The compiler is not able to make this optimization for the first function.

UPDATE: Some people have asked why the compiler cannot make that optimization on the first function.

Let's start by observing the function is not tail-recursive. A function is tail recursive if the very last thing that happens is a recursive call to the same function, followed by returning the result of that recursive call (if any).

Clearly, that is not the case for the first function, s+=A[curIndex]; is executed after the recursive call.

So then people have asked why the compiler cannot turn the first function into the second one.

The question is "why does G++ not have this feature?" The answer to that question is always the same. Features are unimplemented by default; G++ does not have that feature because no one designed, implemented and shipped the feature to customers.

That should be the end of it, but of course people will want to know why nobody designed, implemented and tested this feature. Well, maybe nobody thought of doing it. But more importantly, the feature would be far from trivial.

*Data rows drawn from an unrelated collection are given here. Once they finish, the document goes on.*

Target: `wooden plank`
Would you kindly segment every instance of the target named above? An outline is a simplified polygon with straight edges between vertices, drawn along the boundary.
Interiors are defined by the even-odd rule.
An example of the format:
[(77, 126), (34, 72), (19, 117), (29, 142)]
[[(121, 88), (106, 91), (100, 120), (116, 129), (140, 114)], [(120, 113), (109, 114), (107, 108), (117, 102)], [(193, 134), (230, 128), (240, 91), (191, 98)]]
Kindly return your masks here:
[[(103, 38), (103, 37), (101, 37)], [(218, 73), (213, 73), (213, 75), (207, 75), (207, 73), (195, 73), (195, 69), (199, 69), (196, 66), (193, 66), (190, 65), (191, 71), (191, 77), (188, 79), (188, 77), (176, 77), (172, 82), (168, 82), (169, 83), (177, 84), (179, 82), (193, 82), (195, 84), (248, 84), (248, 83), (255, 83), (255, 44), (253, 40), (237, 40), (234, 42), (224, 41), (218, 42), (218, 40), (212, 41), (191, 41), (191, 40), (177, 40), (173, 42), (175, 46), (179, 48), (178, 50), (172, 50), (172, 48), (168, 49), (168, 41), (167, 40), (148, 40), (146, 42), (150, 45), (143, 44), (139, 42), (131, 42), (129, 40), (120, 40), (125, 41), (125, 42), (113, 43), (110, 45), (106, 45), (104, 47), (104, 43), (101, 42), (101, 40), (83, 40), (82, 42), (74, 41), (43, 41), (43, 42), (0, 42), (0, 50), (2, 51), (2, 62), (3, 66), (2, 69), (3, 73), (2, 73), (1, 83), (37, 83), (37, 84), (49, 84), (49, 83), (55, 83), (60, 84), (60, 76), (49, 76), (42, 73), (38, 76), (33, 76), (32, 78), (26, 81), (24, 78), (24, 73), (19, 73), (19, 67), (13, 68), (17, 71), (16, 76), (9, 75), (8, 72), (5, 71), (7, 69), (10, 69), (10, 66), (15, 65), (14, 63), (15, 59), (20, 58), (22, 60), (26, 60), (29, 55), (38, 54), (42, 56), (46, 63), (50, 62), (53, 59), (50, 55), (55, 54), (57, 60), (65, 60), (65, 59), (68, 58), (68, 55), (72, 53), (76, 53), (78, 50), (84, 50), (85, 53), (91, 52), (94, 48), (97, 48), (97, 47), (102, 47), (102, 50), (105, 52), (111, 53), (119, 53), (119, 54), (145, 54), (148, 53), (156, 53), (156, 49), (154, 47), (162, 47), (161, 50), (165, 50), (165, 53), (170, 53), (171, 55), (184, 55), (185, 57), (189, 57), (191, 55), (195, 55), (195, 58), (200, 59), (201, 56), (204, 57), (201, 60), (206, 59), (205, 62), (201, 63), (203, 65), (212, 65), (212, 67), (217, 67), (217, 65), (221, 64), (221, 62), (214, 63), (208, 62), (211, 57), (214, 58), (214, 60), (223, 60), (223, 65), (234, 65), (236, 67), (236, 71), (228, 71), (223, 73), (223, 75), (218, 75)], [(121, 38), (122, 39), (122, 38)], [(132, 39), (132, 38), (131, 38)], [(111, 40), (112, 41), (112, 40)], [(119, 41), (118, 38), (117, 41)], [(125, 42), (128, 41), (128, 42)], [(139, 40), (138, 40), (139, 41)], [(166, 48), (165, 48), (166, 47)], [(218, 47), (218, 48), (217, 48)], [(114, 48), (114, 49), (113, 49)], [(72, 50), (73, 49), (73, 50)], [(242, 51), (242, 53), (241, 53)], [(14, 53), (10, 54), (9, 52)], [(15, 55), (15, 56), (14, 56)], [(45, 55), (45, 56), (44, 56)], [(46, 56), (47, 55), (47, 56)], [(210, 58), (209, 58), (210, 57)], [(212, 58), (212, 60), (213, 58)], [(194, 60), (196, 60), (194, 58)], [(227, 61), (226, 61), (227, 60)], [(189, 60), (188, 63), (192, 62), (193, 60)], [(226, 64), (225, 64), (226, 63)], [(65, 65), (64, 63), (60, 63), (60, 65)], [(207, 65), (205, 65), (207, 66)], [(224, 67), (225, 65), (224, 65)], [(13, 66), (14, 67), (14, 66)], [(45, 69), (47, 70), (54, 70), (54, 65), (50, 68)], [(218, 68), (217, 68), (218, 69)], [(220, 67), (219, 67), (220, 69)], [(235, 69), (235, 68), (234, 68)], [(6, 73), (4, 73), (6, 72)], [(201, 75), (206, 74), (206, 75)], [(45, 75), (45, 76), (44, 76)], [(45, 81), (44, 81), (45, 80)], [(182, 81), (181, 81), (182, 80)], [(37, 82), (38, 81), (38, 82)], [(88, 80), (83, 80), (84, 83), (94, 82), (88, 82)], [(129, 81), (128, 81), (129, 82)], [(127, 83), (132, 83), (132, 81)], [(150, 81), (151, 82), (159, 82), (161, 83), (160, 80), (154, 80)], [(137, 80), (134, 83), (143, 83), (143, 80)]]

First of all, the compiler would have to understand that

test1(curIndex+1);
s+=A[curIndex];

and

s+=A[curIndex];
test1(curIndex+1);

are equivalent. That is a non trivial observation, given that from a mechanical point of view they are not equivalent! Indeed, the first one effectively loops from the end of the array to the start, whereas the second one loops from the start to the end. Is that the same? It yields the same result when A is an int* (and s in an int), but it doesn't in other cases (e.g. when A is a double* and s is a double). Do we expect a compiler to be that smart?

So here we have a potential feature with a high cost to implement. But the cost may be worth it, if the benefit is high. Is the benefit high? I would guess that this happens very little in real code, i.e. developers are likely to write the second form anyway. So there you have it: an expensive feature with little benefit. IMHO, compiler developers are wise to spend their valuable time on more useful features.